第七章
こほん、と咳払いをして。
「大体お化けなんて非現実的なもん、いるわけないじゃん」
「数ヶ月前、この世界を狂わせ悪夢に陥れたのは?」
「素敵なマジレスご馳走様。でもさ。このタイミングで出ると思う?」
クレイジーはやれやれと溜め息。
「お化けだって二人と一匹の散歩兼デートくらい空気を読んで――」
「うぅらめしやああっ!」
茂みの中から両手を振り上げて現れたのはお菊さん。
「ひぎゃー!?」
そう叫んで一目散に。何がデートだ、と兄を放ったらかしにして逃げ出すクレイジーの背中を、マスターは呆れた顔で見つめる。
「うぉえっ!?」
クレイジーは派手にずっこけてしまった。
小石に躓いたのではない。
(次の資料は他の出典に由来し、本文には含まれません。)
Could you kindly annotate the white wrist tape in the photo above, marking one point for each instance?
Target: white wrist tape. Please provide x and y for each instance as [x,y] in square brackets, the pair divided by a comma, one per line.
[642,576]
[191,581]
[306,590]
左手で何とか体を起こして振り返ると、ゾンビが這いつくばるようにして足を掴んでいる。にやりと笑えば容易く恐怖は募った。
「ぎゃああぁあっ!」
叫んで、蹴って、立ち上がる。
「なななななな何なんだよっ……どうなってんだよここ……!」
「ここはお化けの巣窟……」
再び駆け出そうとしたクレイジーの目の前に立ちはだかる――のっぺらぼう。
「ひ、」
「足を踏み入れたら……最期……」
「二度とは返しません……」
烏天狗に狼男。くすくすとお稲荷様が怪しく笑う。じりじり、じりじりと様々なお化けや妖怪が詰め寄ってくるのを、クレイジーは口をぱくぱくとさせながら後退して。だがしかしその体は不意に後ろから捕らえられた。
「……逝こう?」
妖怪、鉄鼠は口角を吊り上げて口を開く。